Ohne Konzertpause trieb er Orchester und Publikum weiter vom Verdi- ins Wagner-Jahr, ließ den ebenfalls 1913 entstandenen Stummfilm "Richard Wagner" im Lichthof aufflimmern und überzeugte mit zahllosen Wiedererkennungsthemen - obwohl dieser Film von Carl Froehlich und William Wauer keine Wagner-Musik beinhalten durfte. Witwe Cosima hat es verboten, ihr war das Klamauk-Genre Kino abhold. Für Giuseppe Becce war das die Chance, sich gleichermaßen als Mime wie als Komponist zu erweisen. Er spielt den Komponisten Richard Wagner und schrieb für diesen Film auch die Musik. Natürlich mit zahlreichen Anklängen und Anleihen beim Meister, aber ebenso mit Einflüssen von Mozart bis Beethoven. Wagners Leitmotivik ist deutlich erkennbar, aber stets so verfremdet, dass sie juristisch unanfechtbar gewesen blieb. Helmut Imig, der Becces Kompositionsstil als "Wagnervermeidungsmusik" betrachtet, hat die Filmpartitur neu orchestriert, entstanden ist ein deftiger Wagner-Klang, der insbesondere bei den absichtlich "falsch" gesetzten Noten - Tannhäuser schräg, Meistersinger heftig punktiert - zum Schmunzeln reizt.

Das tut auch der vom Kinopionier Oskar Messter zu Wagners 100. Geburtstag produzierte und für damalige Verhältnisse erstaunlich aufwändige Film.
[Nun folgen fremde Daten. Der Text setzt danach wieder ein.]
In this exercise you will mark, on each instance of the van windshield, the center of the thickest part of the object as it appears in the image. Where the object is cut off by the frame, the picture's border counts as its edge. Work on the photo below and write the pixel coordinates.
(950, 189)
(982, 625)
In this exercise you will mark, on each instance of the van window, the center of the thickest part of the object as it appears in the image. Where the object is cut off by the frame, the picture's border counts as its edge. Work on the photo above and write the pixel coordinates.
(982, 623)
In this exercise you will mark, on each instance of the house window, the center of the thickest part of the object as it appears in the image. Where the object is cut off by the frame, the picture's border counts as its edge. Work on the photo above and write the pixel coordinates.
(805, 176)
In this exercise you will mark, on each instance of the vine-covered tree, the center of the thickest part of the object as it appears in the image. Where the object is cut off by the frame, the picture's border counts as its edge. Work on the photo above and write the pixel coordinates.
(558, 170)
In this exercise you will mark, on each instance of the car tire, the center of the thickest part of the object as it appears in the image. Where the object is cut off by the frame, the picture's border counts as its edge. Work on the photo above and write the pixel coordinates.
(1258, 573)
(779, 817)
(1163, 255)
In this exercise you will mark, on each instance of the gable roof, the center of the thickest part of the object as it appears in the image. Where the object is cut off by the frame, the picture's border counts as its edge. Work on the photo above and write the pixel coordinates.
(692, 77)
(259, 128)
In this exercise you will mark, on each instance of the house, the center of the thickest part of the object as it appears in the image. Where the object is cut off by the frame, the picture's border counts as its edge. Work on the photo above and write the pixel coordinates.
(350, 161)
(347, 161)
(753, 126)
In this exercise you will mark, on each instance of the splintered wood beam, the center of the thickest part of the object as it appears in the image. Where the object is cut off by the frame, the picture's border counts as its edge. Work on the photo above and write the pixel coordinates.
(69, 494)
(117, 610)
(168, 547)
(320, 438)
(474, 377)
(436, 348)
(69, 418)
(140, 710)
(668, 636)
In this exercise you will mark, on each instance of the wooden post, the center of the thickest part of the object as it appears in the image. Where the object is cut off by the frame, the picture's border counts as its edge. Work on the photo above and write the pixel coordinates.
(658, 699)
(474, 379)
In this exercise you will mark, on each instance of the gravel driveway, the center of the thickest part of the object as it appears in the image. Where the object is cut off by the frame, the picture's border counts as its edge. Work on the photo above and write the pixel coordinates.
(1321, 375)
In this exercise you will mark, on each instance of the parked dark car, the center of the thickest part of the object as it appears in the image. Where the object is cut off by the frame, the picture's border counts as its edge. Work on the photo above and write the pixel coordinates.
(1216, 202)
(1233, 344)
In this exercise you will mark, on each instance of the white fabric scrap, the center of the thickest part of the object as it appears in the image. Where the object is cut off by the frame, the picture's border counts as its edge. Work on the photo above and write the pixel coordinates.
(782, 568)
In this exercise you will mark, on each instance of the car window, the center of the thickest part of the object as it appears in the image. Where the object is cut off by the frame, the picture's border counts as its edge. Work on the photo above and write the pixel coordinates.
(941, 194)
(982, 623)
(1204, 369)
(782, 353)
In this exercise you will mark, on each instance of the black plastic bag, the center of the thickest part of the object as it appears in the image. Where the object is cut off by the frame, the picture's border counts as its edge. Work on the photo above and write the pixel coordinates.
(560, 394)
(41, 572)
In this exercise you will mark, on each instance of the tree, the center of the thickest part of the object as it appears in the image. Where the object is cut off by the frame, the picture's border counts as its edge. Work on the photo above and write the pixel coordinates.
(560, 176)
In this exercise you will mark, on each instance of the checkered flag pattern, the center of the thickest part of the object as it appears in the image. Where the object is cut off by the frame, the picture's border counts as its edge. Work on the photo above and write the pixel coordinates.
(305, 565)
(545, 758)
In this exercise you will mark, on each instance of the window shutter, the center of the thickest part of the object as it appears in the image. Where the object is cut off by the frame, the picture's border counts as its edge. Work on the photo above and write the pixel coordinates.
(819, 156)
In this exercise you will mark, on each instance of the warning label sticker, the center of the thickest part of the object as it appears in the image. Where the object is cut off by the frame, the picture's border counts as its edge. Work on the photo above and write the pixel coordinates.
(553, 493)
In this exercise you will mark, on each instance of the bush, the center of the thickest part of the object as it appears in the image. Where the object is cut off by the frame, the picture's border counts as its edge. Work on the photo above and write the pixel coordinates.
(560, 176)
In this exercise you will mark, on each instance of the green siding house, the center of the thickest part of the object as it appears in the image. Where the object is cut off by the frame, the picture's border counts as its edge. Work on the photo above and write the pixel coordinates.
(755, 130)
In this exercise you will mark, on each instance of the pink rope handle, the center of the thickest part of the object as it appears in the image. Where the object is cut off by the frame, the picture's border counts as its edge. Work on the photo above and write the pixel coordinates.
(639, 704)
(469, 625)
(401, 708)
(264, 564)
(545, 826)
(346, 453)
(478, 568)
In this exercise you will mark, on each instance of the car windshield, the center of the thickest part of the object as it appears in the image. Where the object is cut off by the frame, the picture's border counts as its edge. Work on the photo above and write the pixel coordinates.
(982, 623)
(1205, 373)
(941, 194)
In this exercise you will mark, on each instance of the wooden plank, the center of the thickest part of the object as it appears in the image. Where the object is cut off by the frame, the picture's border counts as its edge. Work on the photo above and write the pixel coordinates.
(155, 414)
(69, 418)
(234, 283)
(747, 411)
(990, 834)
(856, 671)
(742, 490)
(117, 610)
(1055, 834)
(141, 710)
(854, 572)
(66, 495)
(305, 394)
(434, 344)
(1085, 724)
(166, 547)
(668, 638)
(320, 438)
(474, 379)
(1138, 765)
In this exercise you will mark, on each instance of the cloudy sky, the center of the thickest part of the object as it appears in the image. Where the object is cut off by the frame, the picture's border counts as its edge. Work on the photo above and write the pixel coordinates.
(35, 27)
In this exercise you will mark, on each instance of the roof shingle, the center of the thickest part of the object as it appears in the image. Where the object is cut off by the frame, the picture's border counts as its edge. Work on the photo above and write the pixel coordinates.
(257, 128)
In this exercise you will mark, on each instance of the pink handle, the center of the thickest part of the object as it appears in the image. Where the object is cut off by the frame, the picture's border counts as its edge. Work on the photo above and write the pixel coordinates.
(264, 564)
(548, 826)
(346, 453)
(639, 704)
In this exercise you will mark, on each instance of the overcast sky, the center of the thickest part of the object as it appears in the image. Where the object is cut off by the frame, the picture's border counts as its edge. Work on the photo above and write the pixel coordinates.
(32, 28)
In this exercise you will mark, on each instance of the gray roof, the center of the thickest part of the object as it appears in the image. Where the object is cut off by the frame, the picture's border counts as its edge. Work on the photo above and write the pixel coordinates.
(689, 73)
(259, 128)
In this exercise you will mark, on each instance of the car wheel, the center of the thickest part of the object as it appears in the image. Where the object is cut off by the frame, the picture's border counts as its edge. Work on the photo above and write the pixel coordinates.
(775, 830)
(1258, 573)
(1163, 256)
Becce gibt darin einen überzeugend selbstbewussten Richard, die Frauen um ihn herum fallen in eindrucksvolle Ohnmachten, die bärtigen Bühnenhelden der Opernausschnitte sind Helden der Theaterhistorie. Bemerkenswert modern wurden Montagen und Kolorierung eingesetzt, um Visionen im Wagnerschen Schaffen zu verdeutlichen. Schon beim Komponieren erscheinen ihm Bühnenfiguren geradezu greifbar.

Man darf für dieses Engagement nur dankbar sein, Musik und Film einander nahezubringen, zumal die Philharmonie unter Imig brillant sowohl in den breit besetzten als auch in den kammermusikalischen Passagen musiziert hat. Die Musik ist teils so dramatisch, dass man sie sich als Grundlage einer separaten Oper wünschen möchte - als nachträgliches Geburtstagsgeschenk an den, wie dem Programmheft mit Erstaunen zu entnehmen war, "aus Dresden stammenden" Richard Wagner.